He sees the timber yard the way he could never see the university: from inside. He sees her at seven in the morning walking the rows of stacked pine, her breath visible, her hands in her coat pockets. He sees how she looks at the wood the way he used to look at columns of figures, with a kind of hunger for the pattern to be right. He did not know she was capable of this. He thought he had known her.
He was proud of her position at the university in the way a man is proud of a thing that reflects well on him, and he understood this only after he died, which is when you understand most things. The tenure track. The publications. He told people about her at dinner parties for years, and what he told them was a story about himself. He sees this clearly now. Clarity is one of the few things this side offers without limit.
She straightens the ruler on the desk before she goes out to meet the truck. He has watched her do this for two years. The ruler is a small wooden one, the kind she used for schoolwork when she was nine. He does not know if she kept it deliberately or if it simply followed her the way small objects do, slipping from apartment to apartment, accumulating years. He would like to ask her. He cannot ask her anything.
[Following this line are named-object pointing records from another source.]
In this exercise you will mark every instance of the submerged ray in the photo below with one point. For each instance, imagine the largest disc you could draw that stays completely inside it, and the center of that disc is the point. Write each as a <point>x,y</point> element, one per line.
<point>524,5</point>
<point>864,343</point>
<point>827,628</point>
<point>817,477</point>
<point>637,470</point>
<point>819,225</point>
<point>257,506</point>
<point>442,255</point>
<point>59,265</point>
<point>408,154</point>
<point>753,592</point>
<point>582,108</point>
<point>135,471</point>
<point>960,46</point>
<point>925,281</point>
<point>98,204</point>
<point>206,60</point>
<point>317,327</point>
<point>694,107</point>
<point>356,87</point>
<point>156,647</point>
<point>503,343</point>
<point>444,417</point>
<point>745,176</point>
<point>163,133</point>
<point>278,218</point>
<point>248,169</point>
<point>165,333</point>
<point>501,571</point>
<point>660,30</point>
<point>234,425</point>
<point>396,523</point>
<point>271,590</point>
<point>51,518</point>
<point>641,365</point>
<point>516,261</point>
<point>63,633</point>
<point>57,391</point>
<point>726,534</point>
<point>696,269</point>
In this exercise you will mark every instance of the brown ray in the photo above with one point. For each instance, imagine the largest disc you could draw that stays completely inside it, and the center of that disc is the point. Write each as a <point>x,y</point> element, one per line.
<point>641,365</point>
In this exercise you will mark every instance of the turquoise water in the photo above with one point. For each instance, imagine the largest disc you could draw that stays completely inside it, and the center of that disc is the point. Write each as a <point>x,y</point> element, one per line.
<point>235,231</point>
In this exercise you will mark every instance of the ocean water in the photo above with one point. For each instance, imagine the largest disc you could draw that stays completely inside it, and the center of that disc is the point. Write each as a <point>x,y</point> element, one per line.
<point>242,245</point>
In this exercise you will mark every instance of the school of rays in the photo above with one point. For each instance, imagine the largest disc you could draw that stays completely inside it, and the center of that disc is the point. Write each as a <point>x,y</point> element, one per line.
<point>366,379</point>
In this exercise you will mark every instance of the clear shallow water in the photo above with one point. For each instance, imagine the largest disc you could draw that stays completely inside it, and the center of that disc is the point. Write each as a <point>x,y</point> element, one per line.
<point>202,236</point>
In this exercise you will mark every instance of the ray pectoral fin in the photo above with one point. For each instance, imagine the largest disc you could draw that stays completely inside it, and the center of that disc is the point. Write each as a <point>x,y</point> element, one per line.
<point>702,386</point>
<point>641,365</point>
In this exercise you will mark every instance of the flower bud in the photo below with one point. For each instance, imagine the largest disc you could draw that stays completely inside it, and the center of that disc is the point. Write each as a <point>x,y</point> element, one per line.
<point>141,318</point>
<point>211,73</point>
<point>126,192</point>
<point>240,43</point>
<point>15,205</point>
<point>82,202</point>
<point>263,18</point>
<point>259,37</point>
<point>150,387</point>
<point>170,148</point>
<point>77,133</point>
This is the specific grief of this side: not absence, not loss, but total presence without the possibility of speech. He watches her work and he understands her and he cannot say so. He cannot put a hand on her shoulder. He cannot say: I see it now. The yard, the accounts, the frost on the planks in the morning. I see what you are doing here. I was wrong about what you needed and I am sorry and I see.
She lifts her face toward the truck coming through the gate. He watches her face. He will watch it for as long as she is alive, and he will know everything about her, and she will know nothing about what he knows, and this is the complete shape of the thing he has become.